Just to give you an example, if you look at the v9 branch of SMUI, you’ll see the work I’ve been doing on it lately to separate it from the upstream library that has been abandoned. All of that work will not change the outward utility of the project one bit from v8, but it is absolutely necessary if the project is going to continue into the future. This kind of work will always fall on a core dev. No random passerby is ever going to do weeks of grinding labor just to make sure the project has a path forward.
So yes, the occasional bug fix or performance improvement from an anonymous stranger is nice, but no, it is not necessary nor the most important part. And to me not worth opening the project up to potential unaccountable abuse from bad actors.
You’re missing the point. Every project has core team/developers. They (the passer-bys) are the most valuable by being the added value, the differentiators that close-source and the (neu) closed-platform open-source projects can’t have.

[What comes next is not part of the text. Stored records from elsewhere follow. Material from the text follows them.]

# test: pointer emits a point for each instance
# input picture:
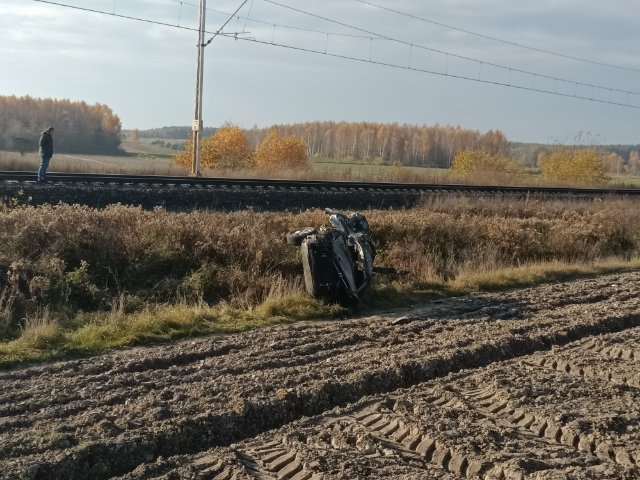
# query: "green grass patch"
(95, 332)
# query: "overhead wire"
(231, 17)
(247, 18)
(377, 62)
(500, 40)
(449, 54)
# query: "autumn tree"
(634, 162)
(572, 165)
(277, 151)
(227, 148)
(470, 162)
(134, 135)
(614, 163)
(79, 127)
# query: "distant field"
(146, 158)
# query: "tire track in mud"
(496, 434)
(137, 409)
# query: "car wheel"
(295, 238)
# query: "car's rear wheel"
(295, 238)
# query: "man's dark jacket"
(46, 144)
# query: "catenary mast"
(197, 122)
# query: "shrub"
(276, 151)
(572, 165)
(227, 148)
(469, 162)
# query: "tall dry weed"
(79, 258)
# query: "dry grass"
(76, 279)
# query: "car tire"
(295, 238)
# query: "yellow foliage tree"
(469, 162)
(227, 148)
(572, 165)
(281, 152)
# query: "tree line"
(380, 143)
(79, 127)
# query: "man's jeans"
(44, 164)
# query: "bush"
(469, 162)
(573, 166)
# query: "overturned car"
(337, 260)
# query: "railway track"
(293, 185)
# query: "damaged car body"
(337, 260)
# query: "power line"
(433, 72)
(225, 23)
(380, 63)
(496, 39)
(128, 17)
(276, 25)
(448, 54)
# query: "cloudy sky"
(375, 66)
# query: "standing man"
(46, 152)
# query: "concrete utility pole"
(197, 122)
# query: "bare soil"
(540, 383)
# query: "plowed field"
(540, 383)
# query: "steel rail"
(92, 178)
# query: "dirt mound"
(535, 383)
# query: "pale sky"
(146, 72)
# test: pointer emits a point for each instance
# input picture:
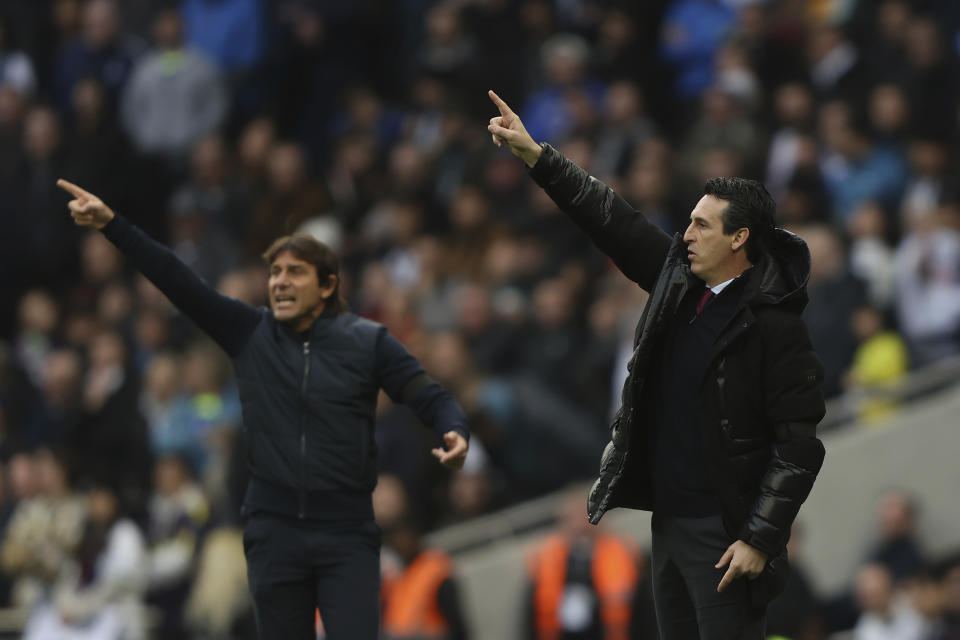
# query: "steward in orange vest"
(582, 583)
(421, 601)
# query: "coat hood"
(782, 273)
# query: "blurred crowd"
(217, 125)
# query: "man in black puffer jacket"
(308, 373)
(716, 434)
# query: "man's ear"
(740, 237)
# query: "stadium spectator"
(174, 96)
(98, 593)
(101, 50)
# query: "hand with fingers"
(86, 209)
(455, 453)
(507, 128)
(744, 560)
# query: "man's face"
(709, 250)
(296, 295)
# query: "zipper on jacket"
(303, 431)
(721, 397)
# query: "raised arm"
(636, 246)
(405, 381)
(229, 322)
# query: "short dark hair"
(749, 205)
(305, 247)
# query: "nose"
(280, 279)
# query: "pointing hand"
(507, 128)
(86, 209)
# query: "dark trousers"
(296, 567)
(685, 581)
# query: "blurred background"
(217, 125)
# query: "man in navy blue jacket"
(308, 373)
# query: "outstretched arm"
(229, 322)
(405, 381)
(637, 246)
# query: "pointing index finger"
(501, 105)
(72, 189)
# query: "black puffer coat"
(759, 401)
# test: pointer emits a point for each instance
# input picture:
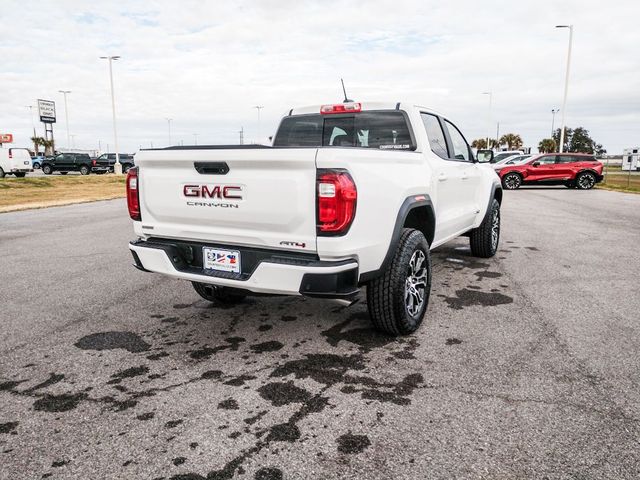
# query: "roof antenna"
(346, 99)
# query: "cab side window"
(461, 149)
(435, 135)
(547, 159)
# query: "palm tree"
(479, 143)
(547, 145)
(513, 141)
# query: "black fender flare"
(415, 203)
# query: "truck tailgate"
(265, 199)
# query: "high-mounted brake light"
(349, 107)
(336, 201)
(133, 194)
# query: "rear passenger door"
(448, 183)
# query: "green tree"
(513, 141)
(547, 145)
(579, 140)
(479, 143)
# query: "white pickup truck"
(349, 195)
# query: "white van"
(16, 161)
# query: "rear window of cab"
(381, 130)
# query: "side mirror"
(484, 156)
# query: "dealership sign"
(47, 111)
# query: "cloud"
(206, 64)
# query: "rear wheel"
(585, 180)
(213, 293)
(398, 299)
(484, 239)
(511, 181)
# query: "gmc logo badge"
(228, 192)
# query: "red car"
(574, 170)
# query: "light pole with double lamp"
(566, 86)
(117, 167)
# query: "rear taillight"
(336, 201)
(133, 195)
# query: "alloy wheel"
(415, 286)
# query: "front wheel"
(397, 300)
(585, 180)
(484, 239)
(213, 293)
(511, 181)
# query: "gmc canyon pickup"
(349, 195)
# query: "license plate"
(221, 260)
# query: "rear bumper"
(263, 271)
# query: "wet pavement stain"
(128, 373)
(271, 346)
(467, 297)
(113, 340)
(8, 427)
(59, 403)
(283, 393)
(352, 444)
(229, 404)
(366, 338)
(486, 274)
(268, 473)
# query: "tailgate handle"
(212, 168)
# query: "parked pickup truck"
(348, 196)
(106, 161)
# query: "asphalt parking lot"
(527, 365)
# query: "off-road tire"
(585, 181)
(214, 294)
(512, 181)
(386, 295)
(482, 240)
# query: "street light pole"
(489, 117)
(117, 167)
(553, 119)
(66, 114)
(169, 122)
(566, 85)
(33, 124)
(258, 108)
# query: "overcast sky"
(206, 64)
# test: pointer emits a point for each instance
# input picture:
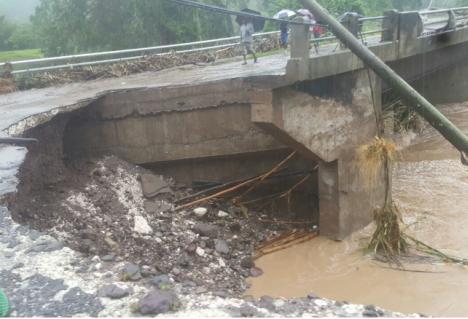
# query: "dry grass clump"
(373, 157)
(388, 239)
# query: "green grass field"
(8, 56)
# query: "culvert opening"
(103, 205)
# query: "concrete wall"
(158, 125)
(329, 131)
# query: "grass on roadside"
(9, 56)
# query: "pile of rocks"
(121, 212)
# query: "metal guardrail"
(88, 59)
(108, 57)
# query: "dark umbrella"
(258, 23)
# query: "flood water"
(431, 187)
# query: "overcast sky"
(18, 10)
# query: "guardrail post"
(452, 23)
(351, 22)
(390, 26)
(298, 65)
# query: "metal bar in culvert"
(415, 100)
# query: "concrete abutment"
(329, 131)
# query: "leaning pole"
(415, 100)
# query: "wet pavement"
(430, 185)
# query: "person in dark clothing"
(284, 35)
(246, 36)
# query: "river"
(431, 188)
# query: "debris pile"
(150, 63)
(122, 212)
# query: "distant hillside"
(18, 10)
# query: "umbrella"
(306, 13)
(284, 14)
(259, 23)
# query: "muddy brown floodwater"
(431, 188)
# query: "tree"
(71, 26)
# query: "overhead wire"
(217, 9)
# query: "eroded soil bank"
(430, 185)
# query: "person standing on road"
(247, 31)
(284, 35)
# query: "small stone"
(200, 211)
(201, 290)
(222, 214)
(370, 313)
(267, 302)
(247, 310)
(108, 258)
(221, 262)
(312, 296)
(46, 246)
(320, 302)
(131, 272)
(157, 302)
(18, 265)
(221, 246)
(98, 266)
(256, 272)
(206, 230)
(141, 225)
(162, 281)
(113, 292)
(278, 303)
(247, 262)
(236, 227)
(153, 185)
(200, 252)
(221, 293)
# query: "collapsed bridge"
(222, 116)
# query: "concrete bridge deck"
(323, 106)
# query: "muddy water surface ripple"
(431, 188)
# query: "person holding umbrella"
(284, 26)
(246, 33)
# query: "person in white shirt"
(247, 31)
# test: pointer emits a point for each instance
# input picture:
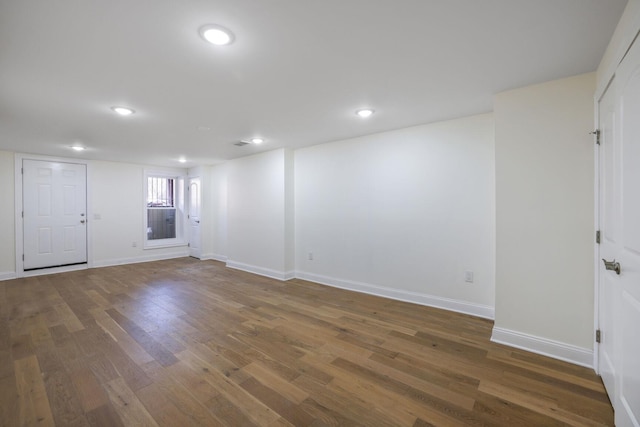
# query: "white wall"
(217, 192)
(7, 216)
(544, 215)
(402, 214)
(257, 237)
(116, 195)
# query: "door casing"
(19, 247)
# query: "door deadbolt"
(612, 265)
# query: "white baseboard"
(465, 307)
(546, 347)
(215, 257)
(7, 275)
(274, 274)
(145, 258)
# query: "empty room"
(319, 213)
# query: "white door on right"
(620, 222)
(195, 198)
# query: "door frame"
(596, 223)
(19, 223)
(188, 204)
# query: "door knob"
(612, 265)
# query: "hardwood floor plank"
(188, 342)
(9, 405)
(127, 405)
(92, 395)
(151, 346)
(283, 387)
(33, 404)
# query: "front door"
(620, 222)
(54, 198)
(194, 217)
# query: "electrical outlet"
(468, 276)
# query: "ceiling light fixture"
(123, 111)
(365, 112)
(216, 34)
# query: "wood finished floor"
(187, 343)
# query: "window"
(163, 210)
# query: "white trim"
(546, 347)
(146, 258)
(626, 31)
(8, 275)
(215, 257)
(274, 274)
(465, 307)
(54, 270)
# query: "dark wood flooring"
(189, 343)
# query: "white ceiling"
(295, 75)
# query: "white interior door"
(609, 237)
(54, 202)
(620, 222)
(194, 217)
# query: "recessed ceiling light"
(365, 112)
(123, 111)
(216, 34)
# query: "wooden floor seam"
(184, 342)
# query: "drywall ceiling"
(295, 74)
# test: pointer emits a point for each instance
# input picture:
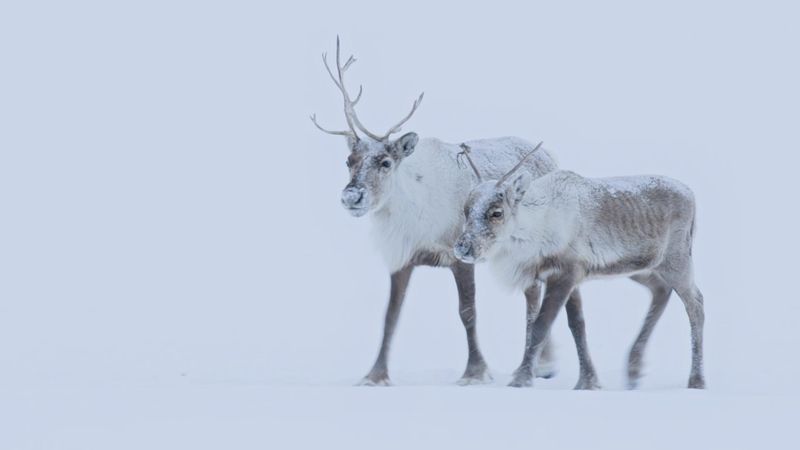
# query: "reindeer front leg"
(379, 375)
(556, 294)
(477, 372)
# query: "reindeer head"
(490, 211)
(373, 158)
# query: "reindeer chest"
(420, 239)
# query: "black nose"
(353, 196)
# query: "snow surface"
(176, 270)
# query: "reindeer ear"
(517, 188)
(404, 145)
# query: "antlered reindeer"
(416, 205)
(563, 229)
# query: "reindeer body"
(563, 229)
(605, 227)
(419, 217)
(417, 204)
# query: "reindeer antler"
(519, 164)
(465, 152)
(349, 105)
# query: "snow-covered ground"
(176, 271)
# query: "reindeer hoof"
(590, 384)
(480, 378)
(521, 382)
(697, 382)
(375, 380)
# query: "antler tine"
(465, 151)
(519, 164)
(338, 133)
(353, 121)
(328, 68)
(358, 97)
(397, 127)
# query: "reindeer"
(415, 190)
(563, 229)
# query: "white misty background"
(169, 216)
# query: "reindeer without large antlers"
(417, 211)
(563, 228)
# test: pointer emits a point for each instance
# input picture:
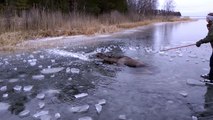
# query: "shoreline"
(25, 43)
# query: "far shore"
(12, 40)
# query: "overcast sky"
(192, 7)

It is valid that a developer (or developers) of some projects may not want any kind of feedback, and just want to do their own thing. But the original “social coding” platform is not exactly the best fit for such projects.
Somewhat unrelated, but wtf is the link you posted? The full (currently broken) link is:
https://infosec.pub/api/v3/image_proxy?url=https%3A%2F%2Flemmy.ml%2Fapi%2Fv3%2Fimage_proxy%3Furl%3Dhttps%253A%252F%252Flemmy.today%252Fapi%252Fv3%252Fimage_proxy%253Furl%253Dhttps%25253A%25252F%25252Fupload.wikimedia.org%25252Fwikipedia%25252Fcommons%25252F0%25252F00%25252F%252525C5%25252581ajno_ko%252525C5%25252584skie_400.jpgWhich, URL decoding the proxied URL, gives you:
https://lemmy.ml/api/v3/image_proxy?url=https%3A%2F%2Flemmy.today%2Fapi%2Fv3%2Fimage_proxy%3Furl%3Dhttps%253A%252F%252Fupload.wikimedia.org%252Fwikipedia%252Fcommons%252F0%252F00%252F%2525C5%252581ajno_ko%2525C5%252584skie_400.jpgDecoding once again:
https://lemmy.today/api/v3/image_proxy?url=https%3A%2F%2Fupload.wikimedia.org%2Fwikipedia%2Fcommons%2F0%2F00%2F%25C5%2581ajno_ko%25C5%2584skie_400.jpgAnd one final time actually gets to the original link: https://upload.wikimedia.org/wikipedia/commons/0/00/Łajno_końskie_400.jpg
I’ve been fighting with the image proxying for days now, I just gave up on this post since the meat and potatoes is the text post itself
People have been saying this would happen since MSFT bought GitHub and gutted it. Where have you been this whole time?
Wait till he finds out about Twitter.
I had the exact same struggle this week. I refuse to give up my privacy just to make an account, and after countless tries I’ve gotten nowhere. If anyone has suggestions to get around this I’d love them.